Quality Improvement Principles in Health Care

Improvements are the name of the game in just about any industry out there; the better the product or service the more likely you are to stay ahead of the competition. This tends to be a linear thought process and can be quite easy to track, however quality improvement principles in health care are not very linear, has many components, involves many levels of participation and assessment of the different sections that make up the organization as a whole.


One of the buzz words making its rounds around the United States and the world is equality. There is a desire for everyone to have equal stuff, equal pay and equal health care treatment. Though we can’t tackle health care for the entire world, we can start with things at home and across the nation. There is quite a disparity when it comes to treatment facilities and outcomes depending on where someone lives. Inner city and highly populated city centers don’t always have the resources and financial backing to provide care like other receive in more affluent or less populated areas.

Because of these gap in coverage, there has been a cry for creating a more standardized system to replace what currently exists and have this new structure be based off performance standards and measures that are uniform no matter where the organization is located. By establishing public reporting and corrective actions with a single entity that received the reporting and deals out the corrective action items, this is much closer to being a possibility.

“Quality is everyone’s responsibility and we never have to stop getting better” W.E.Deming

No one can just will this all into place, nor does it happen without hurdles and challenges because human nature doesn’t take well to change, especially big change. Part of moving things along means the program has to be nailed down and sold as a way to improve health care principles for everyone. Part of the standards that have gone into this include:

  • Collecting and analyzing the data from an organization
  • Measuring what is right and wrong within an organization
  • Creating a plan to implement changes
  • Assessing the changes along the way

Part of the push to the health care industry to make changes and implement equality is that health care is playing a bit of a technological catch-up game compared to other trades and businesses. This catch-up game means that some steps of testing and implementation must be rushed through, skipped over or combined with other steps as a means of being more efficient in processes.

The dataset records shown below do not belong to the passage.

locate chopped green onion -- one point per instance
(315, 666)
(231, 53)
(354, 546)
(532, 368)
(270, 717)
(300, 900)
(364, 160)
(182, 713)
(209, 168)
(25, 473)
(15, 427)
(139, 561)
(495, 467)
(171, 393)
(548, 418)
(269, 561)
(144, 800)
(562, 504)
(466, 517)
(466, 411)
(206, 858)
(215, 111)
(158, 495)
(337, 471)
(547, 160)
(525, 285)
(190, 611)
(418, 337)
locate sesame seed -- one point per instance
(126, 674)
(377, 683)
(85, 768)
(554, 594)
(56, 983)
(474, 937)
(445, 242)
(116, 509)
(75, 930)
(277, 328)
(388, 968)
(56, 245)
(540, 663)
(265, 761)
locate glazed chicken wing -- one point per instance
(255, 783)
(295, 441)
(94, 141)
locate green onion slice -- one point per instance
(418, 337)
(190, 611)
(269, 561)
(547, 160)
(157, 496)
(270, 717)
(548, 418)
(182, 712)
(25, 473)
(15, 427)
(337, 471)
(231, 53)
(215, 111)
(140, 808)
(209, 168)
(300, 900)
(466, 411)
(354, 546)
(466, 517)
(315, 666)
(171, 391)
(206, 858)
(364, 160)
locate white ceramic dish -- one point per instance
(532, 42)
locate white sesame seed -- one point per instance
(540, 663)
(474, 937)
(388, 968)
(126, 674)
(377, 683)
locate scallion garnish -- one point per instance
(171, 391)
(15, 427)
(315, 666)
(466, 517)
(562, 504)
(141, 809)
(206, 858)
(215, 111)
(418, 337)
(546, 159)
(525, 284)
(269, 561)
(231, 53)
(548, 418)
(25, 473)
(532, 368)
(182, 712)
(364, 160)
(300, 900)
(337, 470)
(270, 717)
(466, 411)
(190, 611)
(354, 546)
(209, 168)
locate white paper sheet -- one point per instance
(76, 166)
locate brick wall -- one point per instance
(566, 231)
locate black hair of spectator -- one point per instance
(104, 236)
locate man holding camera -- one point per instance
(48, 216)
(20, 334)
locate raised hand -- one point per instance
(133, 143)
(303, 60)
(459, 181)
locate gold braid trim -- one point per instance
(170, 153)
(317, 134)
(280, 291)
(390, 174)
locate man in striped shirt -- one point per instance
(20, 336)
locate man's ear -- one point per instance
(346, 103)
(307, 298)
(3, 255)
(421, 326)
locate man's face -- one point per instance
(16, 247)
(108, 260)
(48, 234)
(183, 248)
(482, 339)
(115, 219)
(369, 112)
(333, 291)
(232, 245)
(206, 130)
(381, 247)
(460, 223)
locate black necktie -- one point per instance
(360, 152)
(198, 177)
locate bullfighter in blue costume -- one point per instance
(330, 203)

The point of progress and change, especially for health care providers, is to improve care and outcomes along with lowering the cost to provide that care. There are a number of areas that, when focused upon, can offer the biggest band for the buck to accomplishing both aspects of the goals. When hospitals pay special attention to reducing hospital readmissions, especially unnecessary ones, resources and energy can be concentrated on the more critical and emergency-based patients.

Improving the discharge process can also lead to patient satisfaction and cost reduction over the long-term in the respect that when patients understand follow up appointments and procedures, they are more likely to feel pushed out the door and left to their own devices, only to return because they are suffering with the same problem or because they are seeking answers to the course of self-treatment they are to follow. If they need an appointment with their family doctor, clear instructions should lay out when to call and when that next appointment should roughly be scheduled. With some facilities, a hospital would be able to set that next visit up and eliminate one more task from a patient’s to-do list.

If a patient requires further testing or outside diagnoses, handoff to other departments or facilities should be as seamless and easy to navigate as possible. What may seem effortless for one person may be overwhelming to another. Taking into consideration that new situations and locations may need to be described for certain patients in order to put them at ease and accept the next level of care they need.


Obviously, this doesn’t even begin to touch on a majority of the areas of focus that organizations could and should be learning about, but sometimes a process is better understood when there are working examples. This can and is being done on a voluntary basis with hospitals and facilities that are willing to implement changes that may at some future point become mandatory for all facilities. Some of these items coming down the pipe on one level of implementation or another include:

  • Electronic Health Records (EHR) employment
  • Health care IT quality improvement principles
  • Reimbursement mandate schedule
  • New care delivery models
  • Focus on patient-centered quality

Quality improvement principles in health care are not going to change overnight, nor are they going to be applied in everyday work environments without some pushback from those being asked to make the changes. This is expected, and will require a balance of push and pull. Improvements are not just a nicety in quality industries, but in health care is a necessity. As principles are set up to make the progress in patient outcomes and managing costs, more widespread equality in care will be felt and seen.